Maroon Lake bike fee proposal hits bump with Aspen leaders, cyclists
A citizen committee’s suggestion to charge cyclists to ride to Maroon Lake is being met with sharp criticism from the Aspen cycling community. And the chair of the Pitkin County Board of Commissioners said Thursday that the possible fee implementation would run counter to the community’s desire to encourage alternative modes of transportation to one of the Aspen area’s most popular destinations.
“I’m sure we would come out strongly opposed to that,” said County Commissioner George Newman.

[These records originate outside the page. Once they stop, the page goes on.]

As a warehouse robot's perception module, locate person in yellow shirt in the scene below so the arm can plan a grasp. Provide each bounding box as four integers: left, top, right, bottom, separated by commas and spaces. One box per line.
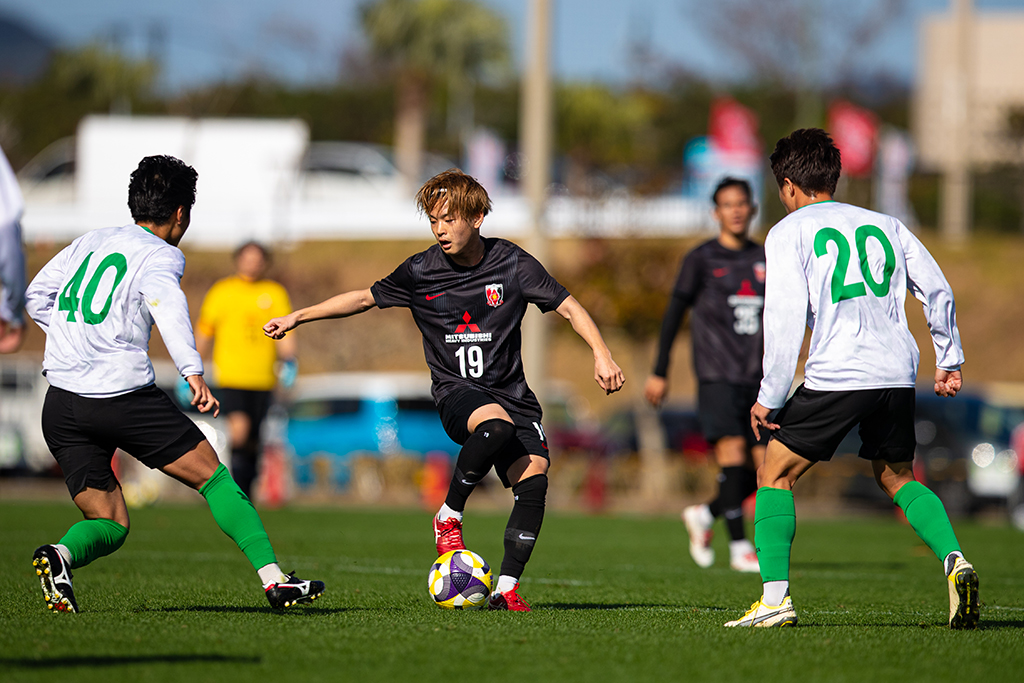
196, 242, 297, 499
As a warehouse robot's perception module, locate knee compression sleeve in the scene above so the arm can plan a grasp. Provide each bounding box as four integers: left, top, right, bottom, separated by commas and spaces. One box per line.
502, 474, 548, 579
444, 419, 515, 512
59, 519, 128, 569
199, 465, 278, 569
754, 486, 797, 582
893, 481, 961, 560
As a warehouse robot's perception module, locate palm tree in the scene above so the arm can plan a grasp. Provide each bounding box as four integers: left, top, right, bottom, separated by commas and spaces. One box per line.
359, 0, 509, 191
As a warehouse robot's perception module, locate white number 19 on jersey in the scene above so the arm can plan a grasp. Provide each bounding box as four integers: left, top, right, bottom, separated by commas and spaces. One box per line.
455, 346, 483, 379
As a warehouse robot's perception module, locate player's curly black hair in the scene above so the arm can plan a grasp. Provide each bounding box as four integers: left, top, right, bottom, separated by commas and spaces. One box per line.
769, 128, 843, 195
128, 155, 199, 225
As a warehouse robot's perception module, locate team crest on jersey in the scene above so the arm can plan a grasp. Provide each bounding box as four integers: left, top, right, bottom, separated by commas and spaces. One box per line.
483, 283, 505, 308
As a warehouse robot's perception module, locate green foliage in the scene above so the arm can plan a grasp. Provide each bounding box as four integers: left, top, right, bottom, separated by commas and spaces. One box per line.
558, 239, 693, 341
0, 45, 165, 168
0, 499, 1024, 683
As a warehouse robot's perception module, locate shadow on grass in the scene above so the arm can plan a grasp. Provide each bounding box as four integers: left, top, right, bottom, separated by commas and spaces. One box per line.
0, 654, 262, 669
537, 602, 679, 609
790, 560, 907, 571
150, 605, 352, 616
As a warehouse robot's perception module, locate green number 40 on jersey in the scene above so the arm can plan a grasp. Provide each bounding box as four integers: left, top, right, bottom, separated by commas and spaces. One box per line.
57, 252, 128, 325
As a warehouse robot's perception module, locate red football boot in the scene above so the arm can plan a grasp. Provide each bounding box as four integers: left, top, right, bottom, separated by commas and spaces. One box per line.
434, 517, 466, 557
487, 586, 530, 612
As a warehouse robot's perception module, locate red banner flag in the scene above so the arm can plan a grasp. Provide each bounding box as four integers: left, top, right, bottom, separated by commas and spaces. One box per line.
828, 100, 879, 177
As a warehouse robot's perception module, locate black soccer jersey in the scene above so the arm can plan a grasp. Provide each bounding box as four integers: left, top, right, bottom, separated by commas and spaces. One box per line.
370, 238, 569, 415
654, 240, 765, 385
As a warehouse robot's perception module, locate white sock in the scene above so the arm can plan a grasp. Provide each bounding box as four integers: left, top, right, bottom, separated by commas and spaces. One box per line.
53, 543, 71, 566
761, 581, 790, 607
437, 503, 462, 521
495, 574, 519, 593
697, 505, 715, 526
942, 550, 964, 577
729, 539, 754, 557
256, 562, 288, 591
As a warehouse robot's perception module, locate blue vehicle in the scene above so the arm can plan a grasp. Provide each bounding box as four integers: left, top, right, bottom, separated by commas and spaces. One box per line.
286, 373, 459, 488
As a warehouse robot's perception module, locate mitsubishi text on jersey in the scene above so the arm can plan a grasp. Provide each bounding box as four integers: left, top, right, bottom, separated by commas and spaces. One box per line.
758, 202, 964, 409
370, 238, 569, 414
26, 224, 203, 398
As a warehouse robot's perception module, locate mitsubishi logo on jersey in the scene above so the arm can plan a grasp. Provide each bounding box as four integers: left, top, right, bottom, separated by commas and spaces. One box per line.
483, 283, 505, 308
444, 310, 490, 344
455, 310, 480, 334
726, 280, 765, 335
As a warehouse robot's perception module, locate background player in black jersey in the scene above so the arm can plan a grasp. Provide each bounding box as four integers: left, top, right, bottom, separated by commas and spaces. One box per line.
644, 177, 767, 572
263, 169, 622, 611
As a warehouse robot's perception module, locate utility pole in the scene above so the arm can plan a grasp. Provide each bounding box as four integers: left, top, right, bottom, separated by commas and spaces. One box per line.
940, 0, 974, 244
519, 0, 552, 404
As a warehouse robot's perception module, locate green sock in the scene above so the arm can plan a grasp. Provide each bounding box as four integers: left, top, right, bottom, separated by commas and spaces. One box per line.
754, 486, 797, 583
58, 519, 128, 569
893, 481, 961, 560
199, 464, 278, 570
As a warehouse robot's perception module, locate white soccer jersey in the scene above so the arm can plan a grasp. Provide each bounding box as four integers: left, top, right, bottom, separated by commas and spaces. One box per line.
758, 202, 964, 409
26, 224, 203, 398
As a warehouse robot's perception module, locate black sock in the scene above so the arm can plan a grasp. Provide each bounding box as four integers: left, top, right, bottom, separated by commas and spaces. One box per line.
718, 467, 749, 541
231, 444, 256, 501
501, 474, 548, 579
708, 470, 725, 519
444, 418, 515, 512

At a Wednesday meeting with U.S. Forest Service officials in Glenwood Springs, members of the Colorado Recreation Resource Advisory Committee floated the idea of charging cyclists to ride from the Forest Service’s pay station — located 5.5 miles up Maroon Creek Road from the Highway 82 roundabout — toward or to where the road ends at Maroon Lake. The amount of the possible fee was not discussed.
Committee members said it seems reasonable to charge bicyclists because motorists must pay to drive to Maroon Lake, which sits at the foot of the Maroon Bells, two of the most photographed peaks in North America. Charging motorists but not cyclists comes across as unfair, they said.

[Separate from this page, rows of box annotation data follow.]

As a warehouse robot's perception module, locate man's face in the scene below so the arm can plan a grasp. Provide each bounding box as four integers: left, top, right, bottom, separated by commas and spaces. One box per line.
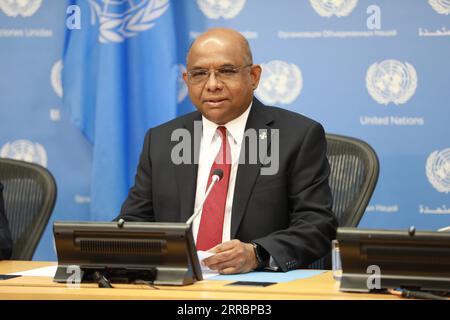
183, 37, 261, 125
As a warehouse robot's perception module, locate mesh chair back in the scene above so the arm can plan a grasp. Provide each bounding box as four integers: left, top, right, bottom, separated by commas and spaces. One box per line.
0, 158, 56, 260
309, 134, 380, 269
327, 134, 379, 227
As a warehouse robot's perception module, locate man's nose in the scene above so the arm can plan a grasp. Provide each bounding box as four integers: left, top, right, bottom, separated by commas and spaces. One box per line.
206, 71, 223, 91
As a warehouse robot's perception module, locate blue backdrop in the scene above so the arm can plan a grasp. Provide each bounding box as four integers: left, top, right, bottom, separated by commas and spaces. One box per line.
0, 0, 450, 260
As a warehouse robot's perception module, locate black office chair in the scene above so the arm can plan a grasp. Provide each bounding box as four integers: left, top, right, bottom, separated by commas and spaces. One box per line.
0, 158, 56, 260
309, 134, 380, 269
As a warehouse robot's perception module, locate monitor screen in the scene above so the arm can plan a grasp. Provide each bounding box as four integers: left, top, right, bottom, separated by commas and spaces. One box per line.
337, 228, 450, 292
53, 221, 202, 285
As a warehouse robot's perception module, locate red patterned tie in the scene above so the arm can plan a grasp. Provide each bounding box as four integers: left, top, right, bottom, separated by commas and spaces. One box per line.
196, 126, 231, 251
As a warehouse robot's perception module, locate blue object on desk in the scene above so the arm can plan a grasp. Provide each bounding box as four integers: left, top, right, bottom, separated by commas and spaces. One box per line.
208, 270, 325, 283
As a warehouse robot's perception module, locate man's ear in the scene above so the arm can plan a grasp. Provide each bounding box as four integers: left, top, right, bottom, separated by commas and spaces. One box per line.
250, 64, 262, 90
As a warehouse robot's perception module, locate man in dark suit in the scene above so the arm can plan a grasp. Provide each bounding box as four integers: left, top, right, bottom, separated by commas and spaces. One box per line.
0, 183, 12, 260
118, 29, 337, 274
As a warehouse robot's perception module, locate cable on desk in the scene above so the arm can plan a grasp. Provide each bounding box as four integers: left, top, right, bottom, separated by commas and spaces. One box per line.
388, 289, 449, 300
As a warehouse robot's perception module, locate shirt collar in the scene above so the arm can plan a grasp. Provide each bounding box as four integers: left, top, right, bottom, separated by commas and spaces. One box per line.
202, 102, 253, 145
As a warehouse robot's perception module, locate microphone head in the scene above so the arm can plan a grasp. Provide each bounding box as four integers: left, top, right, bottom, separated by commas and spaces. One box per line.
213, 169, 223, 181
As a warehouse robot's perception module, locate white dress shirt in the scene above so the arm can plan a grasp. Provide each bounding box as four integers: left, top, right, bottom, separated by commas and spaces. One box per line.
192, 104, 252, 242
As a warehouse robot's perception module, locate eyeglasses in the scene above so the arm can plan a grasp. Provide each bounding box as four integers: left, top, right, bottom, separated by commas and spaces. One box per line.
187, 64, 252, 84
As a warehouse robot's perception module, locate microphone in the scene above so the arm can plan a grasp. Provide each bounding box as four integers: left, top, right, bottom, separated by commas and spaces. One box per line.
186, 169, 223, 224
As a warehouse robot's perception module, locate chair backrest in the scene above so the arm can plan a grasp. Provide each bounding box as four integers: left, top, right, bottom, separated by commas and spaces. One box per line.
0, 158, 56, 260
309, 133, 380, 269
326, 134, 380, 227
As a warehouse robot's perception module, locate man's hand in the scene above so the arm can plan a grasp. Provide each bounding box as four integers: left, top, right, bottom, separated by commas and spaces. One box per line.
203, 239, 258, 274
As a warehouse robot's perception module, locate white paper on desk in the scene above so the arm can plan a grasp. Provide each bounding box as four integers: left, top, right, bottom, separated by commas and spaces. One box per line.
197, 250, 219, 279
9, 266, 58, 278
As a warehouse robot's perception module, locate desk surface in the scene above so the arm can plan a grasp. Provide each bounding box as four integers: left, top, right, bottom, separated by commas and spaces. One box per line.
0, 261, 398, 300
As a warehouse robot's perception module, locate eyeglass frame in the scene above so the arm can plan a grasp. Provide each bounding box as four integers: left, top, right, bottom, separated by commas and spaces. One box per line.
186, 63, 254, 85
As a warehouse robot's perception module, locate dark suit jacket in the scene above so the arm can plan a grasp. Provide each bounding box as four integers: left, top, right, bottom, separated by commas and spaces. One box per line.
117, 99, 337, 271
0, 183, 12, 260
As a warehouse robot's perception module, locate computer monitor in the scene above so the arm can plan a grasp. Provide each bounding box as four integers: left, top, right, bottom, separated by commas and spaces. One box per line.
337, 228, 450, 292
53, 221, 202, 285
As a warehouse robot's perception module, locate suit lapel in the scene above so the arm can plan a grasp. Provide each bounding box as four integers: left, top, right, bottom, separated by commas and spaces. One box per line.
175, 113, 201, 222
230, 98, 273, 239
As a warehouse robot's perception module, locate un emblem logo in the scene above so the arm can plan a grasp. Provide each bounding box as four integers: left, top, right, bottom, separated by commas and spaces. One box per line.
197, 0, 245, 19
50, 60, 63, 98
0, 0, 42, 18
425, 148, 450, 193
309, 0, 358, 18
89, 0, 169, 43
0, 140, 47, 167
255, 60, 303, 104
366, 60, 417, 105
428, 0, 450, 15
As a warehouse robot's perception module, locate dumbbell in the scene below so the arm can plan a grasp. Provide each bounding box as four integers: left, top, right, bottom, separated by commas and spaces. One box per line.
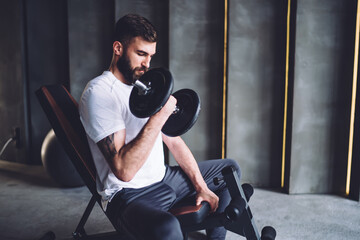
129, 68, 200, 137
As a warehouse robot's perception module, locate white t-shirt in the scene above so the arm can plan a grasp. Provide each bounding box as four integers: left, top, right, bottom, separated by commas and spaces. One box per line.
79, 71, 165, 210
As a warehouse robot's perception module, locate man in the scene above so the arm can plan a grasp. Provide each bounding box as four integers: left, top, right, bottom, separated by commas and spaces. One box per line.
79, 14, 240, 240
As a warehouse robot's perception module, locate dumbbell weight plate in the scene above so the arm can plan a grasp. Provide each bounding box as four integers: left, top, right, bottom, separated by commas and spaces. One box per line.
162, 89, 200, 137
129, 68, 174, 118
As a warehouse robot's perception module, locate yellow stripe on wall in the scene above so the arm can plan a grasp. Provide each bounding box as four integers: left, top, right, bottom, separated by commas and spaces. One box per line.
281, 0, 291, 188
346, 0, 360, 195
221, 0, 229, 158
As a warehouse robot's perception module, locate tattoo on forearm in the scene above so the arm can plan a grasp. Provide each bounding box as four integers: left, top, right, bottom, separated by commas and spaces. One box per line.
99, 134, 117, 158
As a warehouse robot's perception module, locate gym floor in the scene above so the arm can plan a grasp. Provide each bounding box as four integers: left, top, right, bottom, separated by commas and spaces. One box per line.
0, 160, 360, 240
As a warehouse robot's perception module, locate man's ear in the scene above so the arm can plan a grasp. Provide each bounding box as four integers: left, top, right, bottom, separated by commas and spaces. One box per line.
113, 41, 124, 57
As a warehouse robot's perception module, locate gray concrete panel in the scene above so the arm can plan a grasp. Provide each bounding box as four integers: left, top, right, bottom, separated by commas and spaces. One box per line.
227, 0, 285, 187
24, 0, 69, 163
289, 1, 354, 193
68, 0, 114, 101
169, 0, 224, 165
0, 1, 29, 163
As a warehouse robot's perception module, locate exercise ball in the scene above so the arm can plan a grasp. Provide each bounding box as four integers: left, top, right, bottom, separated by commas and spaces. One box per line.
41, 130, 84, 187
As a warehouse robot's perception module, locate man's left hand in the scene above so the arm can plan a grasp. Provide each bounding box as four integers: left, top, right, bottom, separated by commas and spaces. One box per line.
196, 189, 219, 212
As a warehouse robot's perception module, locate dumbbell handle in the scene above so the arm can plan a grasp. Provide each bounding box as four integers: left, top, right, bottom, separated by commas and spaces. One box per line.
133, 80, 151, 95
133, 80, 180, 114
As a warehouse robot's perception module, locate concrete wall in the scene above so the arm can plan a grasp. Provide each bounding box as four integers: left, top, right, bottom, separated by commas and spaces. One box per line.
227, 0, 286, 187
68, 0, 114, 101
289, 0, 355, 193
0, 1, 27, 162
169, 0, 224, 161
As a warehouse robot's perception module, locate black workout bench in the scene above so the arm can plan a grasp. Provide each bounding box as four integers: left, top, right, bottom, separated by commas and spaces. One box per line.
36, 85, 276, 240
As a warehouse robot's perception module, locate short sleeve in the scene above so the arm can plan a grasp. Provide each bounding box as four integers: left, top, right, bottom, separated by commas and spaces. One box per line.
79, 86, 125, 143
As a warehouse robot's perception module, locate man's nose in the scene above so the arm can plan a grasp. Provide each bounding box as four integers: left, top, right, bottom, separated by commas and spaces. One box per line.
142, 56, 151, 68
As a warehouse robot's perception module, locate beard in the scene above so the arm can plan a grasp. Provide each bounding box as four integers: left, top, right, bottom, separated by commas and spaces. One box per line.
116, 54, 148, 84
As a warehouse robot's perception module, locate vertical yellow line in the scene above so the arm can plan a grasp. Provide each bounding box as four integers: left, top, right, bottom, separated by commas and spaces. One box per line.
346, 1, 360, 195
221, 0, 228, 158
281, 0, 291, 187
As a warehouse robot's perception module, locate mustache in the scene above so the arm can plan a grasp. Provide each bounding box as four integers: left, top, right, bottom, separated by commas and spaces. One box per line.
134, 66, 149, 73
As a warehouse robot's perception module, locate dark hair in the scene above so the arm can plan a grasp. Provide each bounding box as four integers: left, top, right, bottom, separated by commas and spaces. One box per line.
114, 14, 157, 46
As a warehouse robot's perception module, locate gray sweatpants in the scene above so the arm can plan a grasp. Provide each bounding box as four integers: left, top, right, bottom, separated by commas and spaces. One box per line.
106, 159, 240, 240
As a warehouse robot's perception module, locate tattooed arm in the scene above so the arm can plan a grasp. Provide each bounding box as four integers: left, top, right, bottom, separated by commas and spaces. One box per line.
97, 97, 176, 182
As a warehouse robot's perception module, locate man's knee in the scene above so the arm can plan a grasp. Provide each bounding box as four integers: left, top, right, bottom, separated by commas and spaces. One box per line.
224, 158, 241, 177
152, 213, 183, 240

A guided bus service, which departs from Aspen Highlands, is provided to Maroon Lake visitors from 9 a.m. to 5 p.m. during the peak summer season, June 15 through Sept. 2. Costs are $6 for adults and $4 for youth aged 6 to 16 and seniors over 65. Children under 6 don’t pay.
Vehicles are not allowed during the 9-to-5 timeframe, and motorists are charged $10 before 9 a.m. and after 5 p.m. during the high season.
The Forest Service, however, recently decided not to charge motorists to drive to the Stein Meadow Overlook, roughly three miles up Maroon Creek Road from the pay station. The reason: The Federal Lands Recreation Enhancement Act, passed by Congress in 2004, expires next year. The act allowed the Forest Service to charge fees to help offset the costs associated with its upkeep of such facilities as bathrooms and picnic tables, among other things.
Waiving a fee to Stein Meadow users, which took effect Memorial Day weekend, as well as implementing one for cyclists, would be at odds with the community’s wishes, Newman said.
“[The county’s] goal, as well as the community’s goal, has been to discourage vehicles from going up there by supporting the bus system and encouraging other modes of transportation,” he said.
Maroon Lake Road is managed by the county, while the nearby campgrounds, parking areas and rest-area facilities are maintained by the Forest Service.
Outgoing Aspen Mayor Mick Ireland, who said he rides to Maroon Lake up to 30 times annually — “Some people go up there 100 times,” he said — argued that charging cyclists but waiving a fee for Stein Meadow-bound motorists would undermine a system that’s been in place since 1983. Then, local government began to limit vehicles on Maroon Creek Road as an environmental measure.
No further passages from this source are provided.